It was discoverd that ANV doesn't free up allocated memory, original discussion: https://github.com/doitsujin/dxvk/issues/632
Affected configuration: ANV + DXVK + Wine.
Created attachment 141521 [details]
Top 10 stacks with outstanding allocations:
From the github issue, it sounded like these allocations are never freed even after closing the app; is this correct?
Yes, this is correct. Even closing the application the memory is not freed. If the application is opened again it does not use that memory it used before, it allocates new memory to itself.
Note: I'm FurretUber on GitHub.
Note: Dota 2 is causing GPU hangs, I have to set INTEL_DEBUG=nohiz to make it work.
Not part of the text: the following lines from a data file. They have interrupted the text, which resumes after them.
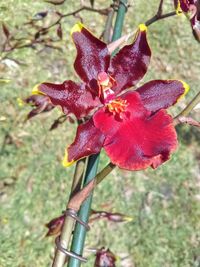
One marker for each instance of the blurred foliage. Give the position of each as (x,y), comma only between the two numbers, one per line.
(33,184)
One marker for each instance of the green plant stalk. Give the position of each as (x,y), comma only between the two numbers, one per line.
(68,225)
(119,20)
(80,232)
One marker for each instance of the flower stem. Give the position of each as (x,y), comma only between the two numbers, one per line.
(119,20)
(68,224)
(80,232)
(77,200)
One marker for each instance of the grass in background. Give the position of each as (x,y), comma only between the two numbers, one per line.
(34,186)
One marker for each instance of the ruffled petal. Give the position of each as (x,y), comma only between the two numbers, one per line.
(92,54)
(131,63)
(138,140)
(72,97)
(89,140)
(40,104)
(161,94)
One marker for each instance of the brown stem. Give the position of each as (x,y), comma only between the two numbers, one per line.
(188,108)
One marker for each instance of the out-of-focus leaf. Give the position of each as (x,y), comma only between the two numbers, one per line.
(59,31)
(6,30)
(55,2)
(40,15)
(92,3)
(2,80)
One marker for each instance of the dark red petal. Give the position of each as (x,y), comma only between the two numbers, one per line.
(138,140)
(40,103)
(89,140)
(131,63)
(92,54)
(72,97)
(159,94)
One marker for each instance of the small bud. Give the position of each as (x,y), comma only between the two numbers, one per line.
(55,226)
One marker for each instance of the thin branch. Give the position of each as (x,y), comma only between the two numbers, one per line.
(188,120)
(157,17)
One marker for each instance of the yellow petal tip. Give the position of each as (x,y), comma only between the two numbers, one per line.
(77,27)
(20,102)
(65,161)
(36,90)
(186,90)
(186,87)
(143,27)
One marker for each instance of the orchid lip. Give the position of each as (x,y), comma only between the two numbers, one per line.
(105,83)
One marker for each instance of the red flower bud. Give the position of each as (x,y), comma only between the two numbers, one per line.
(105,258)
(55,226)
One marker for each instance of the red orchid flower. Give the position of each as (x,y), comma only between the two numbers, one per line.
(192,9)
(132,127)
(40,104)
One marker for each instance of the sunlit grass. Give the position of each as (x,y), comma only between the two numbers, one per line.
(34,186)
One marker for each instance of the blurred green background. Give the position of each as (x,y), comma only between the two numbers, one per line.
(165,203)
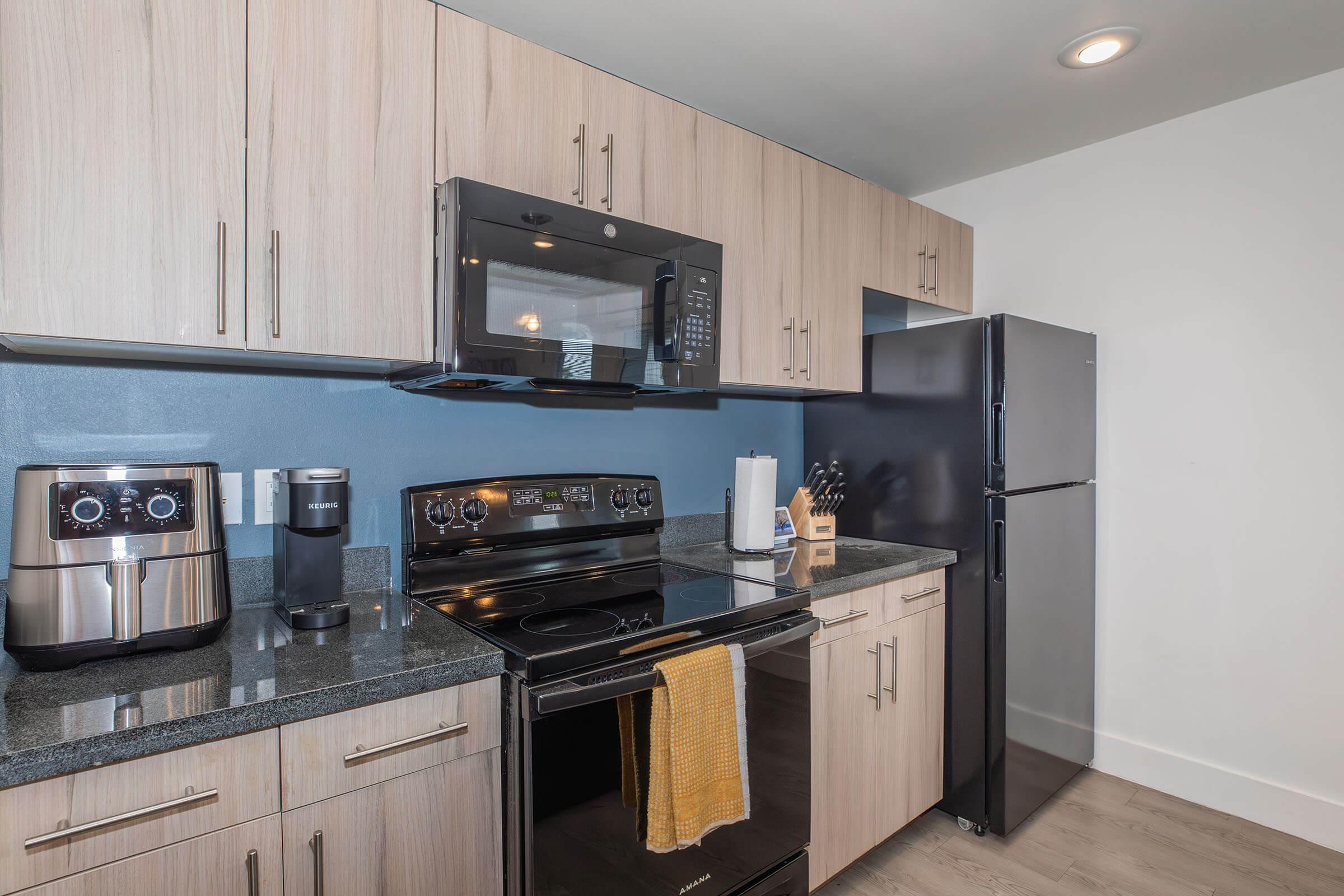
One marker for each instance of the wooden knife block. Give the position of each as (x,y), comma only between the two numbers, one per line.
(811,528)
It seems it's not a DXVK-only issue. Dota 2 has, after 12 hours, allocated 719 MB of i915_request cache too. What I have noticed is that it was not allocating any i915_request cache for 20 minutes, then it started to allocate the memory too but at rates much slower than the DXVK applications.
As a comparison, Forsaken Castle, in the same 20 minutes, allocated 213 MB.
I already tried to debug this (see the GitHub issue) using perf and the only thing that looked strange in the DXVK application was one of the variables having values way off compared to the value of the variable in other applications. Using perf to debug @<i915_gem_do_execbuffer+3647> and looking at the values of in_fence and fences:
Forsaken_Castle 16943  17521.309896: probe:i915_gem_do_execbuffer: (ffffffffc07690af) in_fence=0x0 fences=0xffff952366b7bb00
Xorg 2215  17521.309986: probe:i915_gem_do_execbuffer: (ffffffffc07690af) in_fence=0x0 fences=0x2d28
rolc.exe 15796  17521.311725: probe:i915_gem_do_execbuffer: (ffffffffc07690af) in_fence=0x0 fences=0x1d8
I can do more tests if needed.
The accumulation of i915_request implies there is a fence leak. Assuming it is not internal (an unmatched dma_fence_get/dma_fence_put), all userspace owners would be tied to an fd and eventually one would notice the fd exhaustion (after a few million depending on rlimit). But for the fd to stick around requires the process to be kept alive, which would imply the fence fd being passed to a display server. I don't think that is how fences are handled under X, which makes the likelihood of it being a singular userspace fence leak less likely.
'ls -1 /proc/$suspect/fd/ | wc -l' might be interesting to watch.
I suspect this is some sort of fence leak with syncobj which would explain why only anv hits it (the GL driver doesn't use syncobj yet).
> The accumulation of i915_request implies there is a fence leak. Assuming it is not internal (an unmatched dma_fence_get/dma_fence_put), all userspace owners would be tied to an fd and eventually one would notice the fd exhaustion (after a few million depending on rlimit).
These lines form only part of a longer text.